Pierwsze próby nie przyniosły żadnych rezultatów, kolejne także. Kira czuła, że stała w miejscu, nieważne, czy kopiowała ćwiczących żołnierzy, czy też bezsensownie machała mieczem. Odpowiedzi znalazłaby w obszernej bibliotece, lecz nudziły ją litery, a grube, zatęchłe tomiska odrzucały już na pierwszy rzut oka.
Z wściekłością wbiła ostrze w ziemie. Nie znosiła, gdy rezultat nie szedł w parze z włożonym wysiłkiem. Słońce ponownie grzało. Co to ma być za pogoda w tej okutej lodem krainie? Jakim cudem może być tutaj tak gorąco?
— Duchy musiały was przekląć albo zdenerwowaliście kogoś, kogo nie powinniście — rzuciła w kierunku mroźnej czarodziejki, jednocześnie ocierając dłonią spocone czoło.
— Drobne zaklęcie, które trochę nie wyszło mojej matce. — W jej otoczeniu można było wyczuć przyjemny chłód. — Zima jest u nas normalna, za to, jak zresztą widzisz, lato zostało przesadzone... No cóż, ludzie chcieli, to dostali. — Jednym ruchem dłoni wyczarowała przezroczystą ławkę.
— Pani lodu, a pogoda, jak na przeklętej pustyni... — Wyciągnęła miecz i jednym machnięciem pozbyła się brudu z klingi. Nowa broń wyglądała naprawdę wspaniale i przecinała grube gałęzie bez problemu, lecz to było wciąż za mało, czegoś brakowało.
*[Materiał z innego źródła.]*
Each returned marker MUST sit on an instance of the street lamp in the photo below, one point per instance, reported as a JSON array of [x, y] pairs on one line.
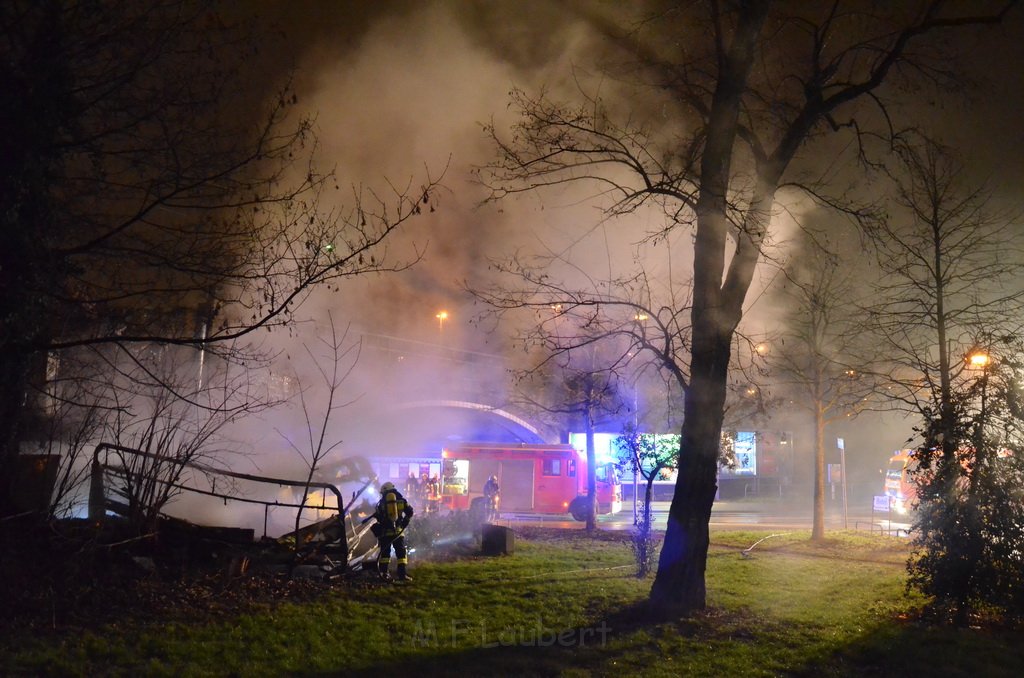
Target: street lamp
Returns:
[[979, 361]]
— Pani wojny, a macha mieczem niczym jakiś barbarzyńca — zripostowała Ismira, patrząc na ćwiczenia lwicy.
— A co może potrafisz lepiej? Nie tylko w magii, ale i wspaniała w szermierce. — Słowa czarodziejki tylko wzmagały jej irytacje, potęgowaną i tak przez palące słońce.
— Ja? W życiu nie miałam w ręce niczego większego niż sztylet. Przynajmniej nie z własnej woli. — Roześmiała się, ukrywając twarz za dłonią. — Moją jedyną bronią jest magia i jej twory, jednak nie trzeba być mistrzem, by zauważyć, czego brakuje twojej szermierce...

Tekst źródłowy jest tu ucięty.